Si l’économie fonctionnait normalement, ces prêts devraient être quasi-inexistant, les banques agissant avec prudence et ne prêtant qu’à ceux qui sont riches ou potentiellement riches, c'est-à-dire à ceux qui peuvent rembourser ou à ceux qui investissent dans des affaires a priori rentables, c'est-à-dire dans des entreprises (et non dans l’immobilier). Mais c’est compter sans les banques centrales. Celles-ci ont pris l’habitude de couvrir systématiquement les besoins de liquidités des banques et d’arroser le marché en liquidités quoi qu’il arrive. Pourquoi une banque ferait-elle preuve de prudence et de responsabilité, si elle est sûre de trouver, en cas de crise, de non remboursement des prêts accordés, un financement à guichet ouvert ?

Dans ces conditions, les banques ne se comportent plus de manière prudente et responsable, c'est-à-dire en prenant des risques raisonnables, mais de manière irresponsable, car les banques centrales seront toujours là pour « réparer » les dégâts, voire pour « stimuler » l’économie. La faute première vient donc de l’irresponsabilité des banques centrales, qui ont empêché toute régulation du système. C’est d’autant plus vrai que dans une situation normale, une banque imprudente devrait emprunter sur le marché plus cher et, s’il elle ne trouve pas de liquidités, devrait faire faillite.

C’est aussi cette régulation que les banques centrales refusent et c’est ainsi que la BCE, à elle seule, en quatre jours à la mi-août, avait fourni au marché la somme faramineuse de 230 milliards d’euros : elle a annoncé qu’elle était prête à fournir 100% des demandes de prêts des établissements bancaires. La Fed pour sa part a baissé son taux d’escompte, rendant l’argent moins cher et plus « facile » à trouver. De quoi pousser toujours plus loin l’irresponsabilité des banques et aussi de quoi ouvrir la porte à l’inflation, en injectant massivement des liquidités artificielles : il va falloir surveiller de près l’évolution de la masse monétaire. Déjà en 1929, les manipulations monétaires hasardeuses de la banque centrale américaine avaient provoqué la crise, comme FRIEDMAN l’avait bien démontré.

Les autorités monétaires centrales, parfois poussées par les gouvernements, sont donc les premières  responsables de la crise. Cela signifie-t-il qu’en l’absence de refinancement automatique, les banques ordinaires refuseraient de prendre des risques ? Évidemment non. Elles observeraient des règles de prudence, c’est à dire prendraient des risques compatibles avec leur solidité financière.

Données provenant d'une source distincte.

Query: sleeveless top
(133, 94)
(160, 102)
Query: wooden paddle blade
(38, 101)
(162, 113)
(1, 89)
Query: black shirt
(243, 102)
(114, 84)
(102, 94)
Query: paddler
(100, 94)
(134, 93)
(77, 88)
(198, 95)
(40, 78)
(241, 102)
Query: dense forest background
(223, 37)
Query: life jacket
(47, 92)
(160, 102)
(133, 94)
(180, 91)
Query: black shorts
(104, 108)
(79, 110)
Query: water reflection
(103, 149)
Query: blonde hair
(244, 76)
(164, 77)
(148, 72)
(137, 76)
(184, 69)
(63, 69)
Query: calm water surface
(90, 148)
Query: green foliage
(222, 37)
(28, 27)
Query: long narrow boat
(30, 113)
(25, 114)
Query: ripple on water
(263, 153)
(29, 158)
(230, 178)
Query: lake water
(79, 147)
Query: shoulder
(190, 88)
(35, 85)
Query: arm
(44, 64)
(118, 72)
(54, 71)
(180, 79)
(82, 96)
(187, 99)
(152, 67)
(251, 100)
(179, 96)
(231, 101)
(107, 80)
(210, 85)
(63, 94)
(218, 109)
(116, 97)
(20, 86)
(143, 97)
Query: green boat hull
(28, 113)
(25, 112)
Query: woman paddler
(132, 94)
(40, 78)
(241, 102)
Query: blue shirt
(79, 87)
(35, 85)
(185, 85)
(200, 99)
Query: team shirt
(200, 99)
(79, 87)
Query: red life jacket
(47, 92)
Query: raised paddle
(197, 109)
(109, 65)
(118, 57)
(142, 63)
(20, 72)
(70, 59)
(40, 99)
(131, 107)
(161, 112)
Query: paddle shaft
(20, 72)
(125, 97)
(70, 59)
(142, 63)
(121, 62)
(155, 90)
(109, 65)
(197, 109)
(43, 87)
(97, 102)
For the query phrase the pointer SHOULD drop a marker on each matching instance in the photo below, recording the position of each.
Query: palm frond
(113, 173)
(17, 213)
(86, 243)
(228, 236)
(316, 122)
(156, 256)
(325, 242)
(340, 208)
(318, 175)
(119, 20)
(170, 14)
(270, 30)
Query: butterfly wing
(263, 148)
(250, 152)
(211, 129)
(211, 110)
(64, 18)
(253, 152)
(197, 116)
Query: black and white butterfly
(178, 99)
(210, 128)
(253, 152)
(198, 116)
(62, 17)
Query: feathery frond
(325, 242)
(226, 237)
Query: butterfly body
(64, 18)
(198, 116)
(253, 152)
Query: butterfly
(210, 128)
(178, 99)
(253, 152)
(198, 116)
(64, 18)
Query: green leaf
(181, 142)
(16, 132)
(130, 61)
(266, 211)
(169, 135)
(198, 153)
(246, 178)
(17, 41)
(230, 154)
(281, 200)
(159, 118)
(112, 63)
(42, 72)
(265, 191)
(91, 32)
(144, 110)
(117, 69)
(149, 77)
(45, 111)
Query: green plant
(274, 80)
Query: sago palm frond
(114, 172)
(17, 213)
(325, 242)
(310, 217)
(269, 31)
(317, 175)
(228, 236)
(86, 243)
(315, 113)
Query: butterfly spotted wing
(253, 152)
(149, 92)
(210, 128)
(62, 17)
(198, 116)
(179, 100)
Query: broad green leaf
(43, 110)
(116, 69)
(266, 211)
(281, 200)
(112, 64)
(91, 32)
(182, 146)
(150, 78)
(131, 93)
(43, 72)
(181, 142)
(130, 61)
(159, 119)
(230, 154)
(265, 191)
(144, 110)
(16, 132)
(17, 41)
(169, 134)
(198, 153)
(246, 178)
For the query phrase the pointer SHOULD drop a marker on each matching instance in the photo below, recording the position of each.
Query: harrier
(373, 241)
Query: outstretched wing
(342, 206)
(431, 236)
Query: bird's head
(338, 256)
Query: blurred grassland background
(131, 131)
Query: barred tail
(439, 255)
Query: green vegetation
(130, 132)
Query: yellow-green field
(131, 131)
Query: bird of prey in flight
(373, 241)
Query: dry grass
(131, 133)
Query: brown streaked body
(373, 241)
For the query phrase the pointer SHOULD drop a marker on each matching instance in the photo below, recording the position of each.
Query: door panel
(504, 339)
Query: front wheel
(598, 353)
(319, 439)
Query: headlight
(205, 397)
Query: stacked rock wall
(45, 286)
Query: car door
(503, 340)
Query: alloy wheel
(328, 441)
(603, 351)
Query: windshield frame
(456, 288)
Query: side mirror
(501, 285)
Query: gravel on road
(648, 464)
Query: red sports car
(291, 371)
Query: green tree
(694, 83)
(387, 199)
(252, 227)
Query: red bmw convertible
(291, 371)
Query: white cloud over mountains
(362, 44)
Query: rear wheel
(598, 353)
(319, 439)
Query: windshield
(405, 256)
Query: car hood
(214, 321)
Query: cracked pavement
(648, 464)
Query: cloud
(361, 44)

Mais l’autre erreur des banques est d’avoir donné la priorité au financement du logement, plutôt qu’à l’investissement productif, créateur de nouvelles richesses. Prêter aux « pauvres », c’est possible, comme le montre le microcrédit du banquier YUNUS, à condition de prêter à des familles qui vont investir de petites sommes dans de petites ou micro entreprises créatrices de richesses, ce qui leur permettra de rembourser les crédits. Mais rien de tel avec le logement, surtout si c’est pour se loger soi-même. 

Notons d’ailleurs que les projets gouvernementaux français de financement plus ou moins public du logement, avec des garanties d’Etat, vont dans la même direction erronée que celle des banques. Seul le marché sait apprécier les risques, et non l’Etat ou les banques centrales publiques. Et seul le marché sait surmonter les crises. Chaque fois que l’Etat ou les banques centrales ont voulu, par le crédit facile, empêcher les ajustements nécessaires de se faire (baisse des cours, voire faillites), la crise a été finalement plus grave. Il faut donc moins d’interventions publiques. Malheureusement, politiques et opinion risquent d’avoir le point de vue inverse et de réclamer encore plus d’interventions sur les marchés, aggravant la crise, et pouvant provoquer inflation et récession. Déjà, la classe politique française, Président en tête, commence à s’agiter et à réclamer plus d’interventions publiques. Pour résoudre la crise, il faut que les ajustements nécessaires se fassent naturellement, pour que chacun retrouve le sens des responsabilités.